Ama bu kollar neden buraya getirilmiş ve parçalara ayrılmıştı? Bunu kim yapmıştı? Yeraltı Dünyası Prensi’nin kendisi mi?
Öyle görünmüyordu… Neden terk edilmiş yaratıklarını incelemeye ihtiyaç duysun ki?
Sunny odanın en ucunda duran taş bir kaideye ulaştığında ve üzerinde duran küçük bir nesneden yayılan soluk bir altın ışık gördüğünde her şey daha net hale geldi.
Masanın yüzeyinde, sökülmüş porselen kollardan çıkarılmış çok sayıda parça, birkaç çile güzel elmas ip… ve uzun, dar bir iğne vardı.
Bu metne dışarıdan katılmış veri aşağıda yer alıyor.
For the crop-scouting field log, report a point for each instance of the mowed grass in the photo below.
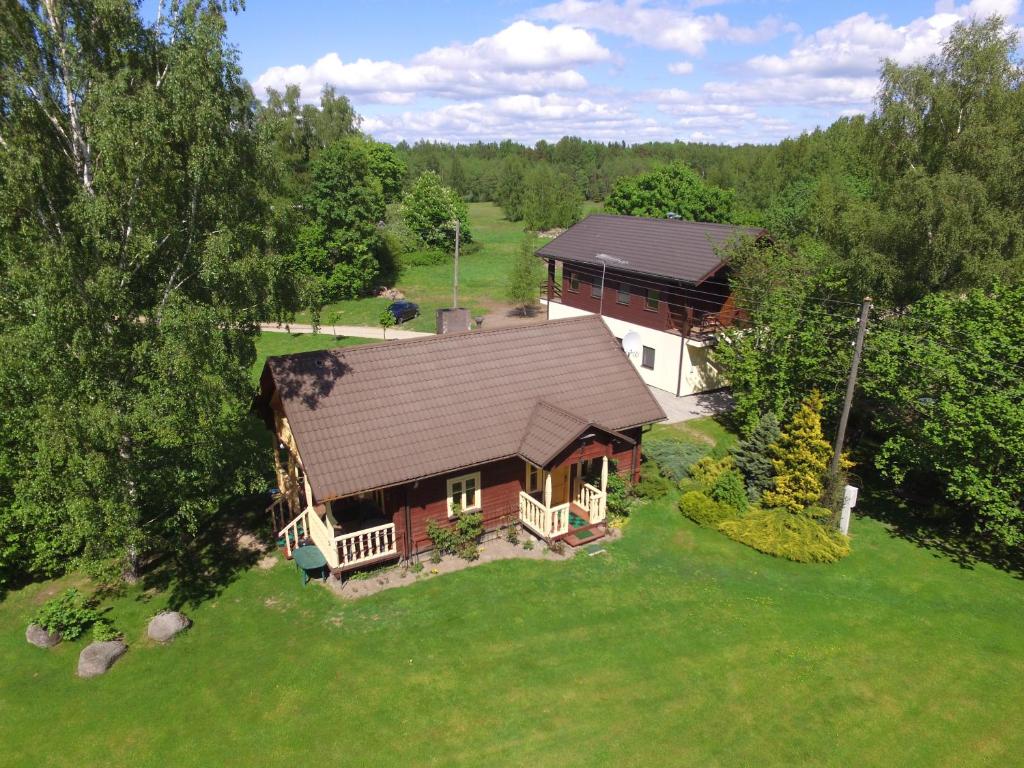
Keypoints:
(677, 647)
(483, 269)
(273, 343)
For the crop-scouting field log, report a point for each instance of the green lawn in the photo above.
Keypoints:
(482, 271)
(269, 343)
(678, 647)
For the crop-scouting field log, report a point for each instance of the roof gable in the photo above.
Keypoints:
(666, 248)
(373, 416)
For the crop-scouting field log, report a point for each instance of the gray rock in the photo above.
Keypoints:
(96, 658)
(40, 637)
(166, 625)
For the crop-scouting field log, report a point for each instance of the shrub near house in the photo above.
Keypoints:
(787, 522)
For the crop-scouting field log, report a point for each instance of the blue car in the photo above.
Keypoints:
(403, 310)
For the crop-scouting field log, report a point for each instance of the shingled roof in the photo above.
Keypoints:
(666, 248)
(380, 415)
(551, 430)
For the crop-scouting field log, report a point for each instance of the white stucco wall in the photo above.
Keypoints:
(697, 375)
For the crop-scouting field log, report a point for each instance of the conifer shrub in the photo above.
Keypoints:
(652, 483)
(781, 534)
(706, 471)
(620, 496)
(754, 458)
(704, 510)
(729, 489)
(800, 459)
(674, 457)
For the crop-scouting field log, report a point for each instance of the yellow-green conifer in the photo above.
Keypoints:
(800, 459)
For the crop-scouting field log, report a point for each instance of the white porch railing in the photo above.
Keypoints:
(323, 537)
(365, 545)
(341, 551)
(294, 531)
(545, 521)
(594, 501)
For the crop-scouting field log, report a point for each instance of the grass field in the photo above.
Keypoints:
(482, 273)
(677, 647)
(284, 343)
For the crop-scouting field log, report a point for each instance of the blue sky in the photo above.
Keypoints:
(609, 70)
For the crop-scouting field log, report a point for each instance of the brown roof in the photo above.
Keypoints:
(374, 416)
(666, 248)
(551, 430)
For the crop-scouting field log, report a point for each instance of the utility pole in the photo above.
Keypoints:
(851, 384)
(455, 283)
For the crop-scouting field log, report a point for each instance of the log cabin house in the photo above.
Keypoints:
(521, 424)
(662, 280)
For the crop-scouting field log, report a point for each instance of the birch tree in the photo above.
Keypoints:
(131, 275)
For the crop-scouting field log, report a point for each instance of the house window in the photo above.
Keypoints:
(648, 357)
(535, 478)
(653, 299)
(464, 494)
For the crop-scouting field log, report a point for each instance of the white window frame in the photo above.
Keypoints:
(461, 481)
(534, 472)
(643, 357)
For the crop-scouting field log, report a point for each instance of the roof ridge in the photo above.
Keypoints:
(434, 337)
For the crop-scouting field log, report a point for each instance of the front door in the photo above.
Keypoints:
(559, 485)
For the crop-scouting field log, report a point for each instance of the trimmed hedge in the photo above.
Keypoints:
(705, 510)
(782, 534)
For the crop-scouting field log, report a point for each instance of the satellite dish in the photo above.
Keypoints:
(632, 344)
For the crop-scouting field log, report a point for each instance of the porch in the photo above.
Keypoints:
(562, 500)
(350, 535)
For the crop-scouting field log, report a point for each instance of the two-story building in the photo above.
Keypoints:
(658, 284)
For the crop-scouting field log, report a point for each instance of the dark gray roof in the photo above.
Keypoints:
(667, 248)
(551, 430)
(374, 416)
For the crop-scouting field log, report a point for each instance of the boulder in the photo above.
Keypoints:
(97, 657)
(166, 625)
(40, 637)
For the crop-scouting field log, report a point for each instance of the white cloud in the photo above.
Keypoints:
(523, 57)
(656, 26)
(527, 118)
(838, 66)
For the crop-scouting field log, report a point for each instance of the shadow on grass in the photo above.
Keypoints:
(207, 564)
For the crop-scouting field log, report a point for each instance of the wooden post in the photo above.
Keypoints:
(455, 283)
(851, 384)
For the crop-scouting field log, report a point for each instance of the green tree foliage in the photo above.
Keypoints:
(523, 282)
(388, 168)
(131, 275)
(753, 456)
(551, 199)
(948, 134)
(801, 460)
(339, 246)
(729, 489)
(511, 190)
(946, 381)
(674, 188)
(429, 210)
(792, 342)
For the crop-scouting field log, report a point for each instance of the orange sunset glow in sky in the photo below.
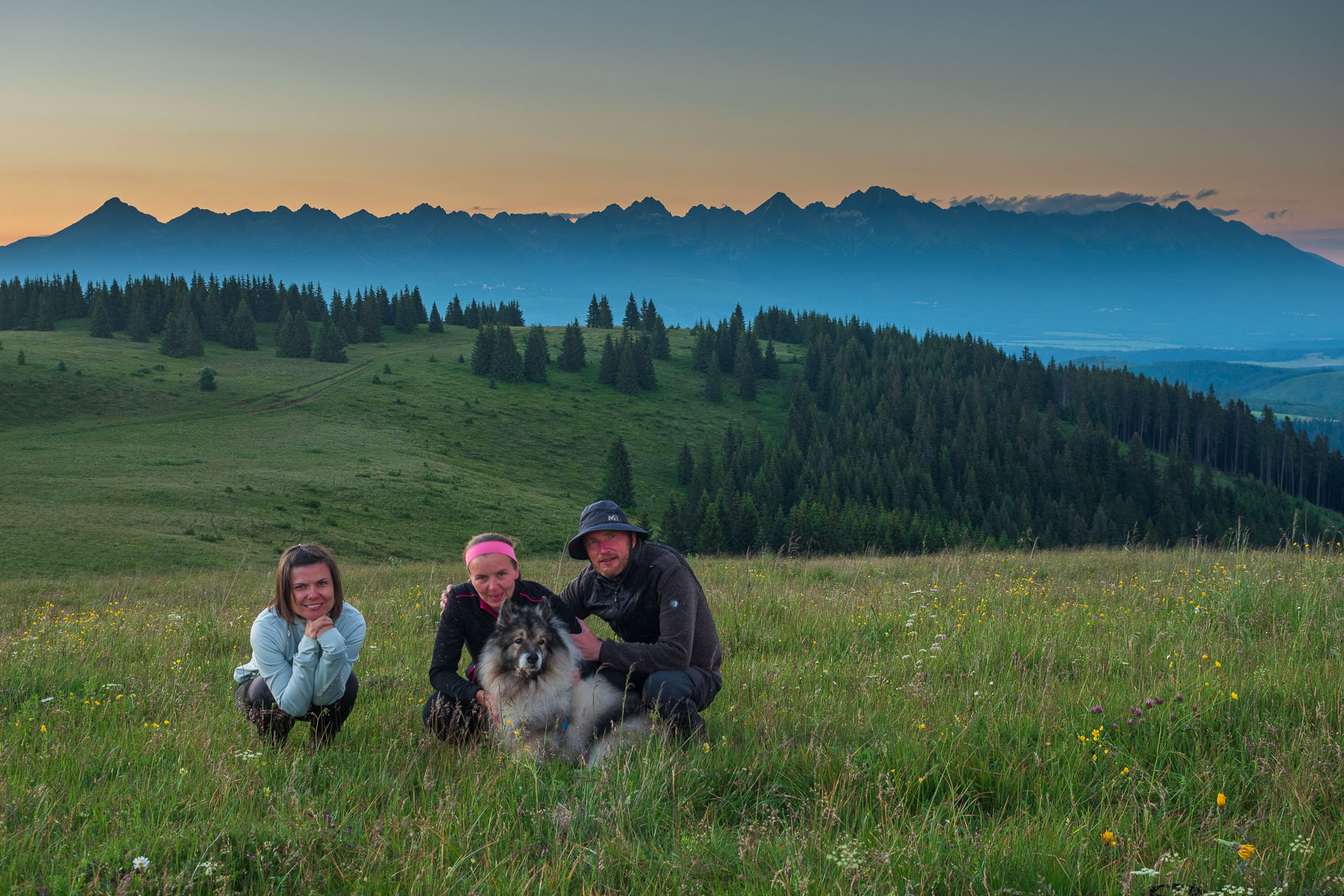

Soluk, zayıf bir parlaklık yayan şey iğneydi.
Sunny iğneye baktı, sonra yüzen porselen kollara göz attı ve ilk kez her birinin bir ya da iki parçasının eksik olduğunu fark etti.
Sonunda, farklı bilgi parçaları zihninde birleşti ve Obsidyen Kulesi’nde neler olduğuna dair bir şeyler anladığını hissetti.
Yeraltı Dünyası Prensi bu gizli adayı terk ettikten bir süre sonra – belki yıllar, belki de binlerce yıl – davetsiz bir misafir bir hırsız gibi kara pagodaya gizlice girmiş, bir şekilde kapalı kapıları hiç açmadan veya burayı zamanın tahribatından koruyan mührü bozmadan geçmişti.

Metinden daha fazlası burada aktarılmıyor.